Teriakkannya membuyarkan fokusku ber’swafoto’. Cekrek kanan, cekrek kiri.
“Cantiiik banget ih, kebaya baru bludru berwarna ungu yang dibeli seminggu lalu. Tapi bukan di pasar Minggu, hehe,” gumamku sambil bergaya-gaya.
“Bentar Ayah, sikit lagi laa…!” teriakku dari pinggir kolam ikan.
Aku masih melanjutkan meramu senyuman memesona ter-update, memetakan diri di depan kamera Hp. Memanfaatkan rimbun daun-daun palem botol yang berjejer samping kolam ikan koi sebagai background yang keren.
Sepasang kura-kura yang terdiam memperhatikan, kuabaikan. “Dilarang julid sama bu Bos!” ancamku sambil memanyunkan bibir.
Sesaat kemudian aku menarik kedua sudut bibir dua senti ke kanan dan dua senti ke kiri ke arah kamera.
“Ckrik!”
Sedikit melirik, tampak pria di belakang setir itu sudah bertampang menyeramkan.
Terburu-buru aku segera melompat ke dalam mobil, tak mau ada perintah kedua. Bakalan rame dunia persilatan nanti.
Kurapikan masker ungu muda menutupi sebagian wajahku. Lalu duduk manis di sebelahnya.
Penasaran dengan hasil jepretanku, kuambil HP dan mengamati layar satu demi satu.
“Lumayan juga, keren!” batinku puas.
“Cantik lho Yah, pakai kebaya ini!”ujarku berbangga hati.
Dia hanya melirik sedikit dan melanjutkan siulannya. Tetap fokus memegang setir.
‘Bahagia sekali dia’ pikirku terbawa suasana. Aku tersenyum ceria.
“Eits…Ayah! Pu… putar balik ssee…bentar!” ujarku tergagap. Kaget saat kusadari ada sesuatu yang salah.
“lihat! Lihaaat…!” ujarku panik. Jari lentikku yang sudah dicat ungu lurus menunjuk ke bagian kaki.
Sepasang sendal jepit seolah tersenyum manis. Di antara jari kaki yang juga berkuku ungu, tali rapia warna hijau menyerupai pita bertengger di salahsatunya.
“Akad nikah sudah mau dimulai, Ma!” ucapnya cuek.
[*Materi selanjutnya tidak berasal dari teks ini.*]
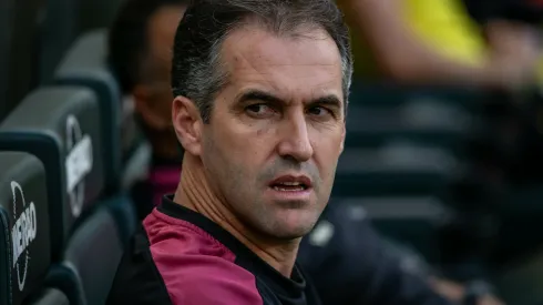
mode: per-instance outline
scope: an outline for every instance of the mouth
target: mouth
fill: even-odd
[[[284,175],[272,181],[269,187],[278,192],[304,192],[311,189],[311,180],[307,176]]]

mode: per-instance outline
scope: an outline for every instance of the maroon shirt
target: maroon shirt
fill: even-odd
[[[227,231],[165,197],[125,252],[107,304],[320,302],[298,265],[283,276]]]

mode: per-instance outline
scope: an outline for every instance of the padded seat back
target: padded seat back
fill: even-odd
[[[347,149],[338,162],[334,197],[428,195],[443,191],[458,160],[441,149],[390,145]]]
[[[73,234],[64,253],[64,264],[81,281],[86,304],[105,304],[124,242],[109,209],[91,215]]]
[[[30,94],[0,125],[0,151],[31,153],[45,166],[55,257],[103,190],[100,124],[92,91],[52,87]]]
[[[69,50],[57,73],[58,84],[90,88],[98,96],[104,146],[101,155],[107,173],[105,184],[117,187],[121,177],[121,91],[106,63],[107,34],[98,30],[82,35]]]
[[[35,156],[0,153],[2,305],[22,304],[39,291],[51,263],[45,181],[45,169]]]
[[[59,289],[43,289],[37,297],[32,298],[30,305],[70,305],[68,297]]]

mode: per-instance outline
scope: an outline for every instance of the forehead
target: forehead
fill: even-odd
[[[285,99],[313,99],[341,93],[341,58],[334,40],[320,29],[277,35],[262,27],[233,31],[222,49],[229,84],[288,94]]]

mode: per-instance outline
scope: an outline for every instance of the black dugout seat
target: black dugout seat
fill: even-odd
[[[339,159],[334,197],[420,196],[448,185],[458,160],[447,151],[406,143],[347,149]]]
[[[110,206],[101,205],[73,232],[48,283],[65,292],[70,304],[105,304],[126,244],[123,235]]]
[[[103,159],[106,175],[105,185],[116,191],[121,183],[121,92],[115,78],[106,63],[107,35],[105,30],[89,32],[79,38],[68,51],[55,73],[57,84],[82,85],[91,89],[98,96],[101,116],[100,128]]]
[[[92,91],[43,88],[0,125],[0,151],[28,152],[45,166],[53,260],[103,190],[100,111]]]
[[[43,288],[51,264],[45,169],[20,152],[1,152],[0,169],[0,305],[68,304]]]

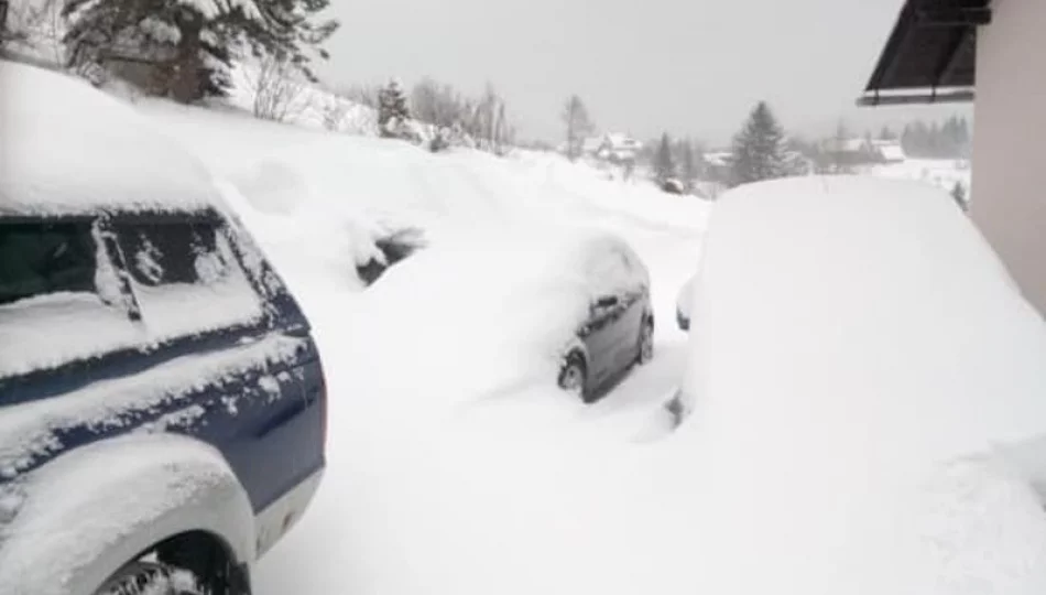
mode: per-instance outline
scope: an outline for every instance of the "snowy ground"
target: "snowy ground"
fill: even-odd
[[[686,534],[672,522],[682,462],[649,443],[678,383],[675,299],[707,204],[547,154],[433,155],[235,113],[139,109],[229,181],[325,358],[327,476],[258,569],[261,595],[685,591],[664,572]],[[363,292],[353,266],[382,225],[421,226],[434,248]],[[491,304],[503,298],[490,290],[502,258],[491,242],[541,246],[563,226],[621,235],[653,279],[656,357],[591,408],[555,387],[553,363],[499,338],[526,336],[523,321],[551,324],[555,304]],[[501,273],[514,270],[510,258]],[[607,560],[630,562],[608,572]]]
[[[709,491],[696,470],[700,461],[716,465],[696,456],[709,452],[694,431],[701,424],[668,432],[662,407],[687,358],[675,300],[700,256],[706,203],[608,182],[542,153],[433,155],[236,113],[152,101],[139,109],[226,181],[228,198],[309,315],[325,359],[327,475],[301,524],[257,569],[258,593],[693,595],[733,573],[797,593],[784,587],[799,584],[785,584],[798,566],[747,559],[738,539],[702,538],[707,528],[734,532],[719,510],[743,511],[731,508],[728,487]],[[883,175],[926,177],[916,165],[896,170]],[[362,291],[355,264],[380,228],[402,225],[424,228],[433,247]],[[632,244],[651,269],[658,321],[653,364],[591,408],[556,389],[554,361],[536,356],[542,328],[562,322],[555,285],[535,282],[522,296],[499,289],[535,272],[523,258],[527,242],[547,248],[569,226],[611,230]],[[769,426],[802,426],[763,418]],[[738,479],[729,465],[708,468]],[[791,510],[842,513],[826,500],[829,478],[806,470],[802,483],[780,478]],[[980,473],[936,480],[968,490],[963,482],[973,482],[989,498],[1026,504],[1004,482],[984,487]],[[824,489],[811,495],[805,486],[815,485]],[[759,534],[755,517],[737,515],[733,522]],[[928,522],[943,524],[929,529],[950,537],[951,519],[931,516]],[[775,533],[777,553],[802,541],[785,531],[802,523],[785,520],[770,519],[783,531]],[[702,567],[719,544],[728,563]],[[800,560],[798,552],[782,560]],[[778,583],[755,569],[795,576]],[[822,578],[828,588],[847,576]],[[966,593],[972,580],[930,592]]]

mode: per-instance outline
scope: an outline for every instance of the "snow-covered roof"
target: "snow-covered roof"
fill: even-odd
[[[875,149],[886,161],[904,161],[907,158],[900,142],[878,142]]]
[[[1046,592],[1046,321],[946,193],[742,186],[704,250],[695,593]]]
[[[0,215],[219,204],[207,170],[120,99],[0,61]]]

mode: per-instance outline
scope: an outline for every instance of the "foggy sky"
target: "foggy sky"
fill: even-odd
[[[967,108],[862,108],[903,0],[333,0],[333,85],[489,80],[527,139],[557,140],[568,95],[600,130],[722,143],[759,99],[827,133]]]

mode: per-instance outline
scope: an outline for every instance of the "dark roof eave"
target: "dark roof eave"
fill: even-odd
[[[907,0],[872,72],[865,96],[883,90],[972,88],[977,26],[991,22],[989,3]]]

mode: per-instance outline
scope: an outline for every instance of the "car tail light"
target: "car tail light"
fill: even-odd
[[[319,416],[320,416],[320,445],[324,452],[327,452],[327,418],[330,410],[327,405],[327,379],[324,372],[319,372]]]

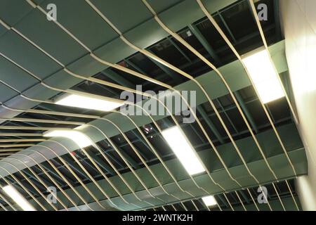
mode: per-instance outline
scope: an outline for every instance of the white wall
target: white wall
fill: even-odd
[[[316,210],[316,1],[280,0],[286,53],[306,149],[308,176],[296,182],[304,210]]]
Matanya tetap lurus ke depan.
“Ja…jadiiii? Gak balik lagi, nih?” tanyaku histeris.
“Ngapain. Udah pake aja sandal itu!” jawab suamiku terdengar bagaikan petir di siang bolong.
Aku bengong tak percaya.
Bayangan ‘high heel’ ungu yang tersandar di pinggiran kolam ikan melambai-lambai di pelupuk mata.
Rasanya aku ingin baca doa mau pingsan.